Bolá is sometimes written as volá. The reason why is because the sound of the b and v is sometimes identical so speakers aren’t always entirely clear on the spelling.
And you can use “Qué bolá” and “aseré” independently of each other.
Lastly, this Cuban expression is so popular that someone decided to write song after it. Check out the video if you want to learn how to pronounce the term like a true cubano.
If you want to impress or amuse your Cuban friends with a genuine Cuban Spanish phrase, this is a really cool one to do it with.
Ok, let’s talk about some of the other terms I heard, like peletería. In general a peletería is a place that sells leather goods. In Cuba a peletería is a shoe store, which you likely know as a zapatería in standard Spanish.
Next we get to the word guagua that Cubans use for bus and in fact it’s used throughout the Caribbean with that meaning, but in other countries can mean something totally different.
In fact, I wrote about this word many years ago on my sister blog, My Spanish Notes, where I also go into detail about the various words for bus in the Spanish speaking world:
Dale que viene la guagua
I also published a free collection of 30+ essential phrases for taking a bus.
Click here to download the free PDF list of phrases.
This list will teach you the Spanish you need to confidently get where you’re going on a bus.
But enough about buses, let’s talk about what a paladar is.
A paladar is a privately owned family restaurant.
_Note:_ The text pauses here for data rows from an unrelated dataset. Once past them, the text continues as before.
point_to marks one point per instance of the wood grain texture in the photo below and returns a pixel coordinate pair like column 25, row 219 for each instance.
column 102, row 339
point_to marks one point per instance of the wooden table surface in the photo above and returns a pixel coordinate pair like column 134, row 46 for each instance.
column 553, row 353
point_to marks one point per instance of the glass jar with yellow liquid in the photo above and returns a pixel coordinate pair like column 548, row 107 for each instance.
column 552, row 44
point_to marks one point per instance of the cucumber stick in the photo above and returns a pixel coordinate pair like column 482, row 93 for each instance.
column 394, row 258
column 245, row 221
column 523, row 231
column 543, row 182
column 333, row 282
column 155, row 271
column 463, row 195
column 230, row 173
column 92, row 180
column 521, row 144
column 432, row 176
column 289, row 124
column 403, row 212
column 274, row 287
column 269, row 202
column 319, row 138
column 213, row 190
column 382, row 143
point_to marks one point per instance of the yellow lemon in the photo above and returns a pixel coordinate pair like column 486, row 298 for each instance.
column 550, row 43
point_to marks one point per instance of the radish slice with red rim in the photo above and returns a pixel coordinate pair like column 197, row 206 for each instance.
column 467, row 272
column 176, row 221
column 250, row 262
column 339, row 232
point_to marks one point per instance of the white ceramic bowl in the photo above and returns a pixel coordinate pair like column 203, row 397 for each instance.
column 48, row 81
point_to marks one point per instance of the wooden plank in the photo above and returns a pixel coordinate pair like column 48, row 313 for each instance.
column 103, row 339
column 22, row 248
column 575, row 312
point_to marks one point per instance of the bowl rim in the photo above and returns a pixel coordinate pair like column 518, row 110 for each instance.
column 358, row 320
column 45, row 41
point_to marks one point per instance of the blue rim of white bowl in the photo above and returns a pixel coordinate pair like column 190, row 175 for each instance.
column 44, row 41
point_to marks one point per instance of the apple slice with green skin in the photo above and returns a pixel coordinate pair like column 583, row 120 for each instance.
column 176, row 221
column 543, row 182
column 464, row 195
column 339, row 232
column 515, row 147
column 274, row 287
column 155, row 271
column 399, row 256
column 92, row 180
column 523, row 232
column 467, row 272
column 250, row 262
And that’s a big deal in Cuba, because the Cuban the government owns virtually everything.
While eating in a paladar I picked up another word, jaba or jabita.
I asked to get my food to go, and as expected they boxed it up nicely and put in a bag. When I looked at my bill, I was curious about the extra charges. The mesera (waitress) informed me it was for la jaba. Of course I had to ask her “¿Qué es una jaba?“.
She explained to me that a jaba is a bag. It can be a simple a grocery store style plastic bag or any type of bag used to carry things around. And don’t be shocked if you see it spelled as java or javita.
I mentioned the Cuban government owns nearly everything. Well, there’s another very popular business that Cubans are allowed to own, a casa particular.
The term casa particular literally translates to “house particular”, but that’s not a very helpful translation. A casa particular is an apartment, house, or room in a house that the property owner rents. Think of it as Cuba’s Airbnb.
Casas particulares are extremely popular with tourists because hotel prices in general are very expensive, upwards of $150 a night. As a result, the vast majority of tourists opt to stay in a casa particular as they are much more affordable, anywhere from $15 and up.
And that’s it for now. My visit to Cuba was brief so I didn’t get to learn as much as I’d like about the Spanish spoken there, but what I did learn are definitely terms every visitor to the island should know.